//Cultural fascism

Cultural fascism

21 oct 2011

”There are many versions of Ramanayana.”

Delhi University’s decision to withdraw renowned scholar A K Ramanujan’s essay on the Ramayana from the BA (Honours) syllabus goes against the liberal intellectual tradition that has been the hallmark of Indian culture.

It is a surrender to the intolerant sections of society which want to promote only their own version of the tradition, interpreted in opposition to other strands, religious, social and political, which together form a great and diversified narrative. The problem with Ramanujan’s essay, as seen by those who want it to be blacked out from the students, was that it presented other texts of the epic – Buddhist, Jain, Tamil, Kannada and others – along with that told by sage Valmiki.

The Ramayana story has been told and retold through thousands of years and its many versions have enriched the Indian mind and imagination. To claim that there is only one authorised version of the epic is to assert cultural fascism, whose political version is unfortunately gaining ascendance.

The academic council of the university took the decision to drop the essay in the face of stiff opposition from a number of members and against the majority view of an expert committee appointed to report to it on the essay.

Three members of the committee had found the essay appropriate for study by students and had said that the rejection of other Ramayana versions would be an act of majority fundamentalism being imposed on linguistic and religious minorities. But the university went by the views of the single expert who had doubts about the students’ ability to “tolerate the objectionable parts” of the essay. It was claimed that the essay would affect the “sensibilities of impressionable minds.”

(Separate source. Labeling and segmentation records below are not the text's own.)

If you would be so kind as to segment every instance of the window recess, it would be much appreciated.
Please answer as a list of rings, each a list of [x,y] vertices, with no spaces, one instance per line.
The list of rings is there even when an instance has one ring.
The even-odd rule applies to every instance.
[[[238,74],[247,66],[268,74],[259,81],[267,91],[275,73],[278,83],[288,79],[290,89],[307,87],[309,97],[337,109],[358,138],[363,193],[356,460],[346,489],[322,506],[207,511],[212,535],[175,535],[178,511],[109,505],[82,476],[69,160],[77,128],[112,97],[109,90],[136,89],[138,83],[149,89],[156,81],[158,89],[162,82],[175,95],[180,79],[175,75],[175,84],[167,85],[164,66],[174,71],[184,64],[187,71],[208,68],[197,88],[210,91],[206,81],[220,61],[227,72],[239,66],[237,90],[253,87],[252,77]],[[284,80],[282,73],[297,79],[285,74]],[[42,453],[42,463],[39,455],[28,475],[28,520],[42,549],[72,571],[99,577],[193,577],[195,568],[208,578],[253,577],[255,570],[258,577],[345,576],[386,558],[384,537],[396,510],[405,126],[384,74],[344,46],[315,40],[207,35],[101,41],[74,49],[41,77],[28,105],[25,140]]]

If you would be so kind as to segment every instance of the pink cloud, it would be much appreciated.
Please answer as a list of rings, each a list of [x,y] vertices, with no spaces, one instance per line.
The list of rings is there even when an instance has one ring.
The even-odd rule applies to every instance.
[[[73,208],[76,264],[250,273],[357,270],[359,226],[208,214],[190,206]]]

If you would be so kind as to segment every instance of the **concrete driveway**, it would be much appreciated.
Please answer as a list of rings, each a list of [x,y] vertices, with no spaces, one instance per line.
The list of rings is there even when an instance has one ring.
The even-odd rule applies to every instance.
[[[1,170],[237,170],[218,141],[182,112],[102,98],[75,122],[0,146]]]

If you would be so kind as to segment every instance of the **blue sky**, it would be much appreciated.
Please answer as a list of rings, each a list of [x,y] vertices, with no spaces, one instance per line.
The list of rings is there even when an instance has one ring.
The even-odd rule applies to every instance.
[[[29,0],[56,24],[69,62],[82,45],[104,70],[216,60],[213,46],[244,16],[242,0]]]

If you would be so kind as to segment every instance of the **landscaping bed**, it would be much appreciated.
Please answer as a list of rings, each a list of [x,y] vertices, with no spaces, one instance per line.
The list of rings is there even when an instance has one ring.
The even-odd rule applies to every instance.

It is when the minds are young and impressionable that there should be exposure to the diversity of the country’s tradition so that students can probe, debate and be informed of all lines of thought and perspectives. More disconcertingly, the expert also doubted whether ‘non-Hindu’ teachers were capable of explaining Ramanujan’s essay to the students. This is shocking. Does it mean that only Hindu teachers could teach and explain Hindu texts to students?

The history department of the university has strongly objected to the academic council’s decision. Teachers from other universities have also joined their campaign to get the essay reinstated in the syllabus. Delhi university has tainted itself with its decision and succumbed to elements who consider difference as blasphemy and conformity as strength.